Jayaraman Sivaguru (Siva) is the Distinguished University Professor at Bowling Green State University. He also holds the Antonia and Marshall Wilson Professorship at the Department of Chemistry, Center for Photochemical Sciences,Bowling Green State University, Bowling Green, Ohio. He is a recipient of 2008 National Science Foundation CAREER Award, 2010 Grammaticakis-Neumann Prize from the Swiss Chemical Society, 2011 young-investigator award from the Inter-American Photochemical Society (I-APS), and 2012-young investigator award from Sigma Xi. His honors also include Excellence in Research award, 2011 Excellence in Teaching award, and the 2012 Peltier Award for Innovation in Teaching. Prof. Sivaguru has received numerous international recognitions including the 2021 Honda-Fujishima Award from the Japanese Photochemical Society, 2025 Probost Lectureship, Chemical Research Society of India Medal in 2027. He was also named a Fulbright Scholar in 2025. He is an editor for the Journal of Photochemistry and Photobiology A: Chemistry and from 2020 serves as the co-Editor-in-Chief of Journal of Photochemistry and Photobiology published by Elsevier. He is an international board member of the International Union of Pure and Applied Chemistry (IUPAC) photochemistry symposium.
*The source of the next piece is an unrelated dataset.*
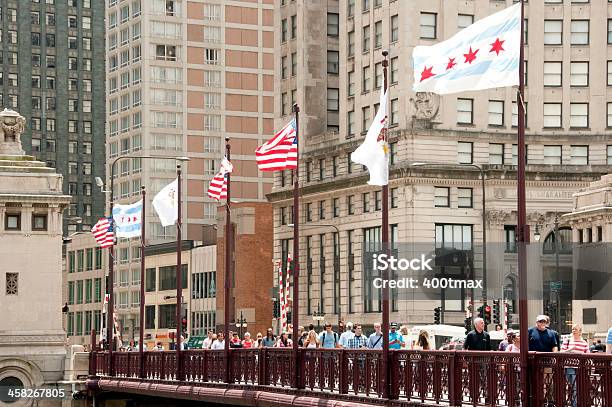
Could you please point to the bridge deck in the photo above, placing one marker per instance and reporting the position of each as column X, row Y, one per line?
column 339, row 376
Prof. Jayaraman Sivaguru is known for developing an array of new photoreactions - Aza Paternò-Büchi reaction, photo-ene reaction and transposed Paternò-Büchi reaction. He was one of the first researchers to utilize restricted bond rotations in the excited state to control asymmetric photoreactions - conceptually known as Atropselective phototoreactions. His research group showed that atropisomeric thioureas can be utilized as organophotocatalysts for enantioselective photochemical reactions and developed a mechanistic model for the observed chiral induction. His group also developed Supramolecular Photocatalysis based on Cucurbitruil nano-containers. His research work led the use of light to degrade polymers from bio-resources and recover the degraded products to resynthesize the polymer making a sustainable and recyclable polymer.